The provincial government has failed to properly fund residential hospices, said France G?linas, the Ontario NDP health critic. Many are forced to come up with more than half of their operating costs through charitable donations and fundraising drives.

“Except for hands-on care, the Ministry of Health has not paid for hospices, so the hospices are on the hook for everything,” she said. “Fundamentally something is wrong – we don’t ask any other part of the healthcare system to fundraise their operations. Why do we ask hospices to do that?” Hospice palliative care is a priority for the Ontario government, said provincial Health Minister Deb Matthews.

But she was vague concerning the ministry’s current and future plans, adding that it wasn’t long ago that hospices received no funding at all.

“When George Smitherman was minister he announced some funding. I recently announced we would cover the nursing care in hospices,” she said. “So we have come from zero to 50 per cent, or whatever the number is, in a very short period of time.”

The provincial government started providing funding for hospices in 2006.

Tight Budget

The Ontario government’s action plan on palliative care must recognize both the growing seniors’ demographic and the province’s tight fiscal situation, Matthews said.

“We know we’re not going to have a whole lot more money,” she said. “Our government is committed to keep increasing the health-care budget, but at nothing like the past years.”

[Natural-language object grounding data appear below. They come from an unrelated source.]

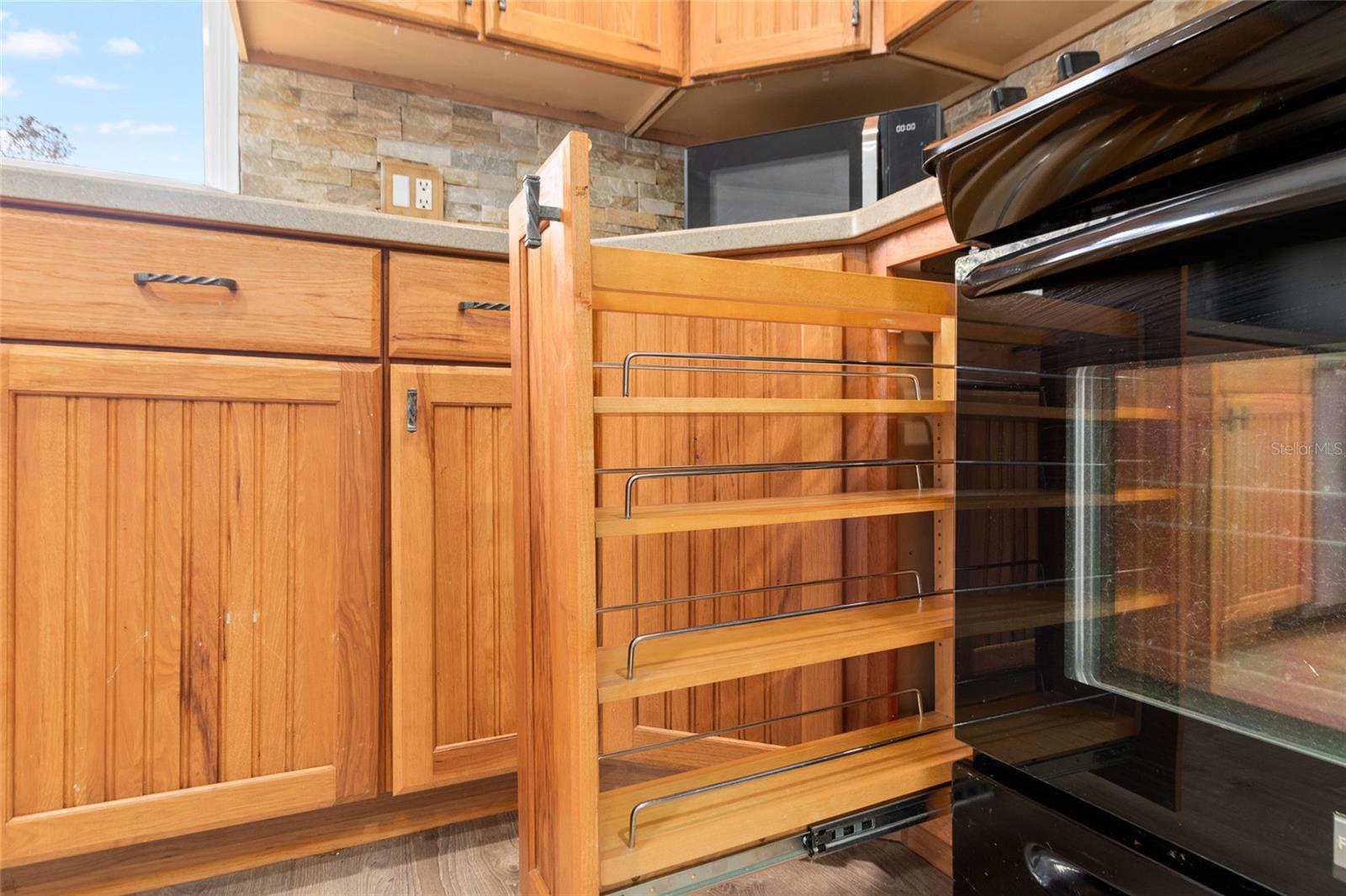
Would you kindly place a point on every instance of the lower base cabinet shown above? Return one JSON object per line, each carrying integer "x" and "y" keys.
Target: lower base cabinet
{"x": 453, "y": 575}
{"x": 192, "y": 587}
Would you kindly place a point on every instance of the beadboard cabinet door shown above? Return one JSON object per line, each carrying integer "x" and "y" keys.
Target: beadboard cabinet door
{"x": 190, "y": 594}
{"x": 731, "y": 35}
{"x": 453, "y": 574}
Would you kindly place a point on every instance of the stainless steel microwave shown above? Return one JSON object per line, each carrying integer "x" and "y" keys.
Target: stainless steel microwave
{"x": 821, "y": 168}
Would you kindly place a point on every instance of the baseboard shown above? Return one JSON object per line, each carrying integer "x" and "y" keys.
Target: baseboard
{"x": 219, "y": 852}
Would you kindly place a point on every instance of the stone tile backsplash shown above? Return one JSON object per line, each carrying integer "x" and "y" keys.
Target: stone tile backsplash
{"x": 315, "y": 139}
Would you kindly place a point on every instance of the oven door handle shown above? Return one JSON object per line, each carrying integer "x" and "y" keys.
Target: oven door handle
{"x": 1062, "y": 877}
{"x": 1302, "y": 188}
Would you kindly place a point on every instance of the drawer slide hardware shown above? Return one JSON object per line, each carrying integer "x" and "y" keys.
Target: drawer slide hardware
{"x": 535, "y": 211}
{"x": 744, "y": 779}
{"x": 877, "y": 821}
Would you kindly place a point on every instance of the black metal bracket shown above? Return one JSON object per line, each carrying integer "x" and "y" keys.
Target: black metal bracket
{"x": 877, "y": 821}
{"x": 535, "y": 211}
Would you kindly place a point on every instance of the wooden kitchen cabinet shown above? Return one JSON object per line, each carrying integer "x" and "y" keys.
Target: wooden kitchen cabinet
{"x": 902, "y": 16}
{"x": 644, "y": 35}
{"x": 448, "y": 308}
{"x": 251, "y": 292}
{"x": 192, "y": 597}
{"x": 730, "y": 35}
{"x": 458, "y": 15}
{"x": 451, "y": 594}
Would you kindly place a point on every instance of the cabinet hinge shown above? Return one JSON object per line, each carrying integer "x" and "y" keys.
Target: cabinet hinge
{"x": 535, "y": 211}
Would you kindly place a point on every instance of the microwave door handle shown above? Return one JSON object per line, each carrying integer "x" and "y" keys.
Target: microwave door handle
{"x": 1290, "y": 190}
{"x": 870, "y": 161}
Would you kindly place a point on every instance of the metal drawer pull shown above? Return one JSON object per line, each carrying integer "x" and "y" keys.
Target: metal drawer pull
{"x": 720, "y": 732}
{"x": 188, "y": 280}
{"x": 735, "y": 623}
{"x": 769, "y": 772}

In 2011, the ministry asked the local health networks to agree to a partnership to increase access to hospice and palliative care by:

Improving the co-ordination of services

Monitoring care to ensure effective use of resources

Providing fair access to hospices across the province

Improving palliative care at long-term care homes and hospitals

Providing care using an inter-disciplinary team and setting standards for end-of-life care The partnership agreement also recommends the provincial government draft a policy statement supporting consistent palliative care planning across every region.

“So, within basically the same envelope, we have to transform how we deliver care,” said Matthews. “One of those things … is improving options for palliative care.”

One option is reallocating money from hospitals to residential hospice care.

Liberal Senator Sharon Carstairs, who founded and chairs the Canadian Virtual Hospice, said receiving palliative care at a hospital or long-term care facility is the most expensive form of delivery.

“You want to avoid sending someone to a hospital setting if you possibly can. But at the same time you need a hospital setting,” she said. “It’s turf war. It’s about moving the dollars out of the hospital system and into the community.”

By funding more hospice beds, the province can reduce the burden on hospitals’ emergency rooms and acute care beds, according to a report published in 2009 by the Hospice Association of Ontario’s Residential Hospice Working Group.

An acute care bed in an Ontario city costs an average of $850 per day, nearly twice the amount charged by a hospice for a residential bed: $439 per day.

Using a 10-bed hospice model, this would free up $1.5 million annually in health care spending, according to the hospice working group.

But this money does not represent dollar-for-dollar savings, said Rick Firth, director of Hospice Palliative Care Ontario.

“We’re decreasing the cost of care for the individual and we’re freeing up beds in the hospital for them to use for other priorities,” he said, adding it’s about providing appropriate care for the patient.